Maine's Tribal Leaders Criticize Gov. Mills After She Vetoes Casino Bill
Gov. Janet Mills has vetoed a bill that would have allowed Maine's four Native American tribes to offer casino gambling and other gaming activities on tribal lands. On Thursday afternoon, the Maine House failed to override that veto.
These rights are something the tribes have been seeking to restore since 1980, when they were extinguished as part of the Maine Land Claims Settlement Act over disputed land and reparations. Other federally recognized tribes around the country have successfully used gaming to generate revenue and expand economic development.

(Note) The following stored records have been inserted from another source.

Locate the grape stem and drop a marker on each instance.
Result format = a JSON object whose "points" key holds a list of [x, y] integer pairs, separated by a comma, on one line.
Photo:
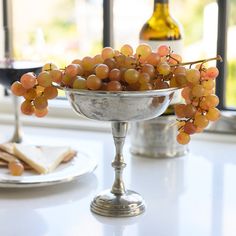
{"points": [[218, 58]]}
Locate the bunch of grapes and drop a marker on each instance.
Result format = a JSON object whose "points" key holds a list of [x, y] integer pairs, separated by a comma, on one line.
{"points": [[129, 70]]}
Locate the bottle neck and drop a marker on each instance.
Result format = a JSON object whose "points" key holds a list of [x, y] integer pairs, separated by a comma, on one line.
{"points": [[161, 7]]}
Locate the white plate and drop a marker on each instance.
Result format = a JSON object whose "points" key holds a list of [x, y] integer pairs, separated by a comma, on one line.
{"points": [[81, 165]]}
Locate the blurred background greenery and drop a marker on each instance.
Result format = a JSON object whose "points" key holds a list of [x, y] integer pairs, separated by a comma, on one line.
{"points": [[62, 30]]}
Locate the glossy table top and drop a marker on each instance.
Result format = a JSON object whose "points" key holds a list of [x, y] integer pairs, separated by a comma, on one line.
{"points": [[190, 195]]}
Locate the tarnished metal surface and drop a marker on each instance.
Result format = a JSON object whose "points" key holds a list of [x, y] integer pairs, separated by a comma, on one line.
{"points": [[156, 138]]}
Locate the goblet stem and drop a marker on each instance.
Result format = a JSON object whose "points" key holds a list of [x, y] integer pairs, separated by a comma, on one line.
{"points": [[17, 136], [119, 131]]}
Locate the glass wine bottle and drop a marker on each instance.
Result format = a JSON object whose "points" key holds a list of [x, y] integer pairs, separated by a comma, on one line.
{"points": [[156, 138], [162, 28]]}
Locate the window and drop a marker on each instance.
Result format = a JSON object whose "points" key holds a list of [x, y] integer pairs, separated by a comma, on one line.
{"points": [[61, 30]]}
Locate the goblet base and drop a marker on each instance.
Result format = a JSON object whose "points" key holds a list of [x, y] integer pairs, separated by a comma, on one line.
{"points": [[108, 204]]}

In a lengthy veto message, Mills said she has made improving tribal-state relations a priority of her administration, including creating and funding of the Permanent Commission on the Status of Racial, Indigenous and Maine Tribal Population. She also pointed to her work to allow members of the Penobscot Nation and Passamaquoddy Tribe to prosecute non-tribal members for certain domestic violence offenses in their tribal courts.
But when it comes to the expansion of tribal gaming, the governor said there were several reasons she could not support it.
"This bill provides no predictability or meaningful limitations on where tribal gaming may occur, or on the size of each facility," Mills wrote. "The tribal gaming facilities that the legislation would authorize could be large or small, anything from a grand casino to a few slot machines in a convenience store, and the State and adjacent non-tribal communities would have little or no influence over their placement."
She also highlighted the potential fiscal impact to the state budget. Maine's two casinos, Hollywood Slots and the Oxford Casino, pay 40% and 46% in revenue sharing to the state from their slot machines. Mills said the state Gambling Control Board estimates the diversion of business away from the two casinos would reduce state revenue by $17 million annually.
Mills expressed concern that proposed changes to state statute to allow the expansion of tribal gaming would put Maine at odds with the Federal Indian Gaming Regulatory Act and be subject to legal challenges. The governor said she offered to carry the bill forward to next session to work with tribal leaders to address the flaws, but she said that proposal was rejected.
“I believe that Maine's Federally-recognized Tribes have been unfairly excluded from the opportunity to operate their own gaming facility — a problem that I believe can and should be rectified,” Mills wrote.
But tribal representatives had strong criticism for Gov. Mills and her administration.
"We were very disappointed. We feel that this has been a very collaborative process with both parties, both chambers and the AG's office. And it's just, it's a letdown for sure," said Penobscot Nation Ambassador Maulian Dana, in an interview Thursday morning.
Dana added that the gaming bill is "up for a potential veto override today and we are reaching out to our friends and allies in the legislature today trying to make that happen."
In a letter to lawmakers, some tribal leaders said that ever since Mills created the Maine Indian Claims Task Force in June 2019, she has only met with tribal leaders twice.
“Governor Mills provides lip service to wanting to engage on tribal issues,” said Maggie Dana, chief of the Passamaquoddy Tribe at Pleasant Point. “If she thought tribal issues were important she would meet specifically with tribal leadership to discuss updating the Settlement Act more than two times over 742 days.”
Bill Nicholas, chief of the Passamaquoddy Tribe at Indian Township, said the tribes in Maine are simply asking to be treated like the other 570 federally recognized tribes. “This is a matter of fairness,” he said, ”One the governor doesn’t seem to comprehend or wish to invest the time to comprehend.”
But Chief Kirk Francis of the Penobscot Nation praised Maine Attorney General Aaron Frey and lawmakers for the time and energy they spent working on tribal issues.
“They have shown true dedication to working in a collaborative fashion with the tribes even when we don’t see eye to eye,” Francis said.
The Maine House of Representatives voted 97 to 40 in favor of LD 554. The State Senate approved the bill by a vote of 22-13.